Rapid onset gender dysphoria (ROGD) is a controversial term used to describe a sudden and intense desire to transition gender during adolescence or young adulthood, without any prior history of gender dysphoria or other indicators of a gender identity issue. In the survey, the results show that many of the children had pre-existing mental health issues such as anxiety, depression, and autism spectrum disorder. Parents felt pressurised by therapists and medical professionals to affirm their child’s gender dysphoria. The article highlights the controversy surrounding the concept of ROGD. The medical community should approach the treatment of gender dysphoria with caution and not rush to affirm a child’s gender identity without fully understanding the underlying cause of their dysphoria. The mental health of the child and the concerns of their parents need to be taken into account in further research.
The World Medical Association, an international confederation of medical associations representing physicians, has voiced its support for conscientious objection including in cases of abortion, euthanasia and assisted suicide. The General Assembly of the Association has unanimously approved an addendum to its respected International Code of Medical Ethics. Its code now recognises the right to conscientious objection so long as the patient’s health is not endangered.

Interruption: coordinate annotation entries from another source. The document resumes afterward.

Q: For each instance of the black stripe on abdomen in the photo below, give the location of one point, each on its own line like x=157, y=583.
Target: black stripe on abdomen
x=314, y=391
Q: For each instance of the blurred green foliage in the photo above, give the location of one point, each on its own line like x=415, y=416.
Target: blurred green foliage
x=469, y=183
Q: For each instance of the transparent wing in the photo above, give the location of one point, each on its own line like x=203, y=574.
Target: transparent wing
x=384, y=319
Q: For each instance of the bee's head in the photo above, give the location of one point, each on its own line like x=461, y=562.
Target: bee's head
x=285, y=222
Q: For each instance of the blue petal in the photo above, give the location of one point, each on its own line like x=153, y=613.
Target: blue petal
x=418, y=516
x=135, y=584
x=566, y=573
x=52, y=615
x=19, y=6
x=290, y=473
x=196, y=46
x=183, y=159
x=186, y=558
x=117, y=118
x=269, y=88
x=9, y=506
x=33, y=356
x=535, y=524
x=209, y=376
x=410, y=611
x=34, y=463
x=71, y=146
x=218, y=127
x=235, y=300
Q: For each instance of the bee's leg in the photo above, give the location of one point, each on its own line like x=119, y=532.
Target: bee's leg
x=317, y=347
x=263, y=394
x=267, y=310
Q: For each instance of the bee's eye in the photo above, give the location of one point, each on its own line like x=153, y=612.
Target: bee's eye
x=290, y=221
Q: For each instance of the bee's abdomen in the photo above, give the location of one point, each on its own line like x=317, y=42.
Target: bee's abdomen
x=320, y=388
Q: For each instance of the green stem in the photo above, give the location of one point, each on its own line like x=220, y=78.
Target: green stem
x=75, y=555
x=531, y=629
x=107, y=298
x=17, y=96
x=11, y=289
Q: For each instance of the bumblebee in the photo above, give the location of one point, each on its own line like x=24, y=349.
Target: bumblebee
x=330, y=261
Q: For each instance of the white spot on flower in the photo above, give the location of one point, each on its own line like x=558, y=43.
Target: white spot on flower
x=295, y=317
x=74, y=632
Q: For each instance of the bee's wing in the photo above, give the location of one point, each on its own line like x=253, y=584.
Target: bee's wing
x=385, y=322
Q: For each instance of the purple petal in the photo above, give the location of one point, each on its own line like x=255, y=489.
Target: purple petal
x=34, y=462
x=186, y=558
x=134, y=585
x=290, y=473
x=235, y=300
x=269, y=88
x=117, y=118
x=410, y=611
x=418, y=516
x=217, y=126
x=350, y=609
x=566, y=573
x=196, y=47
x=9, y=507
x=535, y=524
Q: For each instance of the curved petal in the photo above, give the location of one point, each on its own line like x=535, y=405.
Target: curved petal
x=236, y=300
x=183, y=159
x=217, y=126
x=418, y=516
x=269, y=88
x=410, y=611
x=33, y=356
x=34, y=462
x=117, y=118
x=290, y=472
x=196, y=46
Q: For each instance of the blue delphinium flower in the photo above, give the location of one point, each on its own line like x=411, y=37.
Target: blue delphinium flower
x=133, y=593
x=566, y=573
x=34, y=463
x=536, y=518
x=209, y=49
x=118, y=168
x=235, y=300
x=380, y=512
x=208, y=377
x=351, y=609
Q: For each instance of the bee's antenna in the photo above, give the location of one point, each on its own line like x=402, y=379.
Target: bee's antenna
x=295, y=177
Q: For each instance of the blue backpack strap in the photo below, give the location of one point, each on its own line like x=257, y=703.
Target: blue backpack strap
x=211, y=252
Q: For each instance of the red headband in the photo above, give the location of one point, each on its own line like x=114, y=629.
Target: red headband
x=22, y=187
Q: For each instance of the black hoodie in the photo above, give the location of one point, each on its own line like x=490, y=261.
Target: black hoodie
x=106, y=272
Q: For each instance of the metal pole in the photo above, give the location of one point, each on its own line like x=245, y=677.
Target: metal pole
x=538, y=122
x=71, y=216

According to the Journal of the National Medical Association opioid mortality trends in the United States, a world leader in both opioid mortality and cannabis use disorder, do not support the hypothesis that marijuana availability reduces opioid mortality. During the past decade, the country’s opioid mortality trends in marijuana legalising and non-legalising jurisdictions suggest the opposite. The United States opioid mortality rate was compared in states and District of Columbia that had implemented marijuana legalisation with states that had not. Instead of supporting the marijuana protection hypothesis, ecologic associations at the national level suggest that marijuana legalisation has contributed to the U.S.’s opioid epidemic.
Researchers analysing 17 years of comprehensive Medicaid claims data, in a first of its kind research from Charlotte Lozier Institute (CLI) found that women whose first pregnancy ended in abortion had on average :
- 53% more miscarriages than women whose pregnancy ended in live birth.
- 35% more pregnancies over their reproductive lifetime
- More than 4 times as many abortions
- Only half the number of live births
Separate peer reviewed research finds that women exposed to multiple induced abortions are at an increased risk of:
- Extremely preterm (premature) birth in future pregnancies based on an analysis of more than 400 000 pregnancies in Finland.
- Low birth weight in future pregnancies based on a review of 37 studies.
- Poor mental health, based on an analysis of data from the “National Longitudinal Study Of Adolescent To Adult Health”, finding that each abortion increased the risk of mental health problems by 23%.
- Premature death, based on an analysis of the pregnancy and mortality records of more than one million women, finding that the risk of death increased with each successive abortion.
Tessa Longbons, CLI’s senior research associate and co-author of the new peer reviewed study, said:
- A woman’s first pregnancy shapes the course of her life. That’s my key takeaway from 17 years of data.